The reason I've been thinking about it is I'm down to review the game. And that adds a whole other dynamic to the expectation thing. One of the most tiresome comments that gets left on reviews is, "You clearly expected this game to be X, you made your mind up before you started writing." It's one of those comments that manages to be rude in multiple ways at once, not just implying that the author is being dishonest in some way, but also loudly declaring that the author is incapable of doing their job. And the thing is, I've never made my mind up about a game before I've started playing it, because - well - that would be really stupid.

The reason I play games, as a critic, is in order to make my mind up about them. Were I capable of the prescience required to decide my opinions without all the hours of actually playing a game, I could save so much time! I could write all my reviews for the next six months now, and then take the rest of the year off! As it happens, curse it, I'm not in possession of such soothsaying abilities, and as such have to go through the whole ordeal of playing the darned things. And since I'm there, doing that, I may as well make my mind up during all that palaver rather than waste even more time trying to do it beforehand.

Of course, this accusation speaks much more of the accuser than the innocent, handsome victim, because it betrays an attitude where minds are made up before events, where brand loyalty overrides reality, expectation defines experience, heart rules head. And I just cannot ever allow myself to think that way - it would be madness. My job is to report my experiences of a game, critically evaluate it, and attempting to do that based on anything other than playing the game itself is shitballs crazy.

But of course I heard the hype about No Man's Sky. I saw those early E3 videos. I watched in actual slack-jawed horror at the embarrassing IGN hands-on-brains-off videos. And I started to imagine. I started to consider how I'd play it. And I've had to force myself to stop.

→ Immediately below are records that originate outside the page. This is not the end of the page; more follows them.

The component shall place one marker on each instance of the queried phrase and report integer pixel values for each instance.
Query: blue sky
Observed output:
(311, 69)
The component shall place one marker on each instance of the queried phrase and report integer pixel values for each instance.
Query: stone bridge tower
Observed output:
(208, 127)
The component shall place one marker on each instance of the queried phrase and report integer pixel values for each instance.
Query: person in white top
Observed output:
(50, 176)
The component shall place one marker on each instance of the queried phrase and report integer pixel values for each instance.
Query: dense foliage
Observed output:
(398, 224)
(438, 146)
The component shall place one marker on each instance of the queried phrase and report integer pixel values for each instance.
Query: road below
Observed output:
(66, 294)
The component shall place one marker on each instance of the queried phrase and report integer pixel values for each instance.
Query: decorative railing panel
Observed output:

I can't pretend I didn't decide I wanted to spend endless hours needlessly exploring alien planets without care for finding the centre of the universe (this is, I swear, the extent of what I understand you can do in the game), and of course I've no idea if this is something the game will offer me. Perhaps there will be restrictions, imperatives, enforced space shopping, maybe it turns into a corridor shooter? I don't know, because I haven't played it! And I've very deliberately not watched the trailers from the last few weeks knowing that the review is coming up. I genuinely don't want to know more now than you explore planets and eventually go toward the centre.

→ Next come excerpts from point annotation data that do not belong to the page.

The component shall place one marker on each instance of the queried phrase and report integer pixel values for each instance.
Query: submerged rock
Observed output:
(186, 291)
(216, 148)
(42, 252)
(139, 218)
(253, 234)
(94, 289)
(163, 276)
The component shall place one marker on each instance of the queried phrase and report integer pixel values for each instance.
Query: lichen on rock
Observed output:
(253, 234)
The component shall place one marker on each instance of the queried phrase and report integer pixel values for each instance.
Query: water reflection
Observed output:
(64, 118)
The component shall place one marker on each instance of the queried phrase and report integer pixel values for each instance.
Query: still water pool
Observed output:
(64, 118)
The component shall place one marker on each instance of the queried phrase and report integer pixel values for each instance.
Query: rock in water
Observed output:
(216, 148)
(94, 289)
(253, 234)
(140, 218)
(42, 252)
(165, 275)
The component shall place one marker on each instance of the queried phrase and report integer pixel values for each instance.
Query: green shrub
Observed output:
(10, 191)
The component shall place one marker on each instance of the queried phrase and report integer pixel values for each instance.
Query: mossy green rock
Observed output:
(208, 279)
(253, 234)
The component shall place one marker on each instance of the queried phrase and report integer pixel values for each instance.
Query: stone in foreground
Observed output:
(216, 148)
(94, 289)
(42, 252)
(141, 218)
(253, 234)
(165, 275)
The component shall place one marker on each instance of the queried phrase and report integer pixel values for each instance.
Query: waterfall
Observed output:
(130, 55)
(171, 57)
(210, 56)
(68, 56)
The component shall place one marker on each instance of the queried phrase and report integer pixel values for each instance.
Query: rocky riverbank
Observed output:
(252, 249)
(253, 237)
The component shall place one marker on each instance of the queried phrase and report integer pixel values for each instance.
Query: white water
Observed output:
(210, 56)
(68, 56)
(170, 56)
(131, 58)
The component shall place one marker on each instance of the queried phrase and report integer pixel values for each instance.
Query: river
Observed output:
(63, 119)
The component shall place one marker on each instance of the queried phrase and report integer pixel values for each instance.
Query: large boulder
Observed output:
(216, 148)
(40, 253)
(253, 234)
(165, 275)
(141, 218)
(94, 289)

Oddly enough, when I read a book I don't want to know what happens after page 20 or so, and when I watch a film I rarely find out what happens at the end before I sit down. Games are a far more complex experience than a sequential narrative, but the same rules apply for me expanded to the criteria of mechanics, activities, and so on. The less I expect, the better time I have with a good game, and the better job I do of reporting what I've actually experienced, rather than what I expected. At least, I try. It's really hard.

I know that I've gone into games expecting them to be terrible, because they're made by developers who've only made terrible games, or haven't been able to avoid what other people have said about them. But I think that offers you the opportunity to be pleasantly surprised. Going in expecting something spectacular means even greatness can feel disappointing, and that's never helpful for anyone. So, as a rule, I assume as little as I can, and instead opt to hope to have a good time. Then just write down what it was like when I played it. That's my plan for No Man's Sky.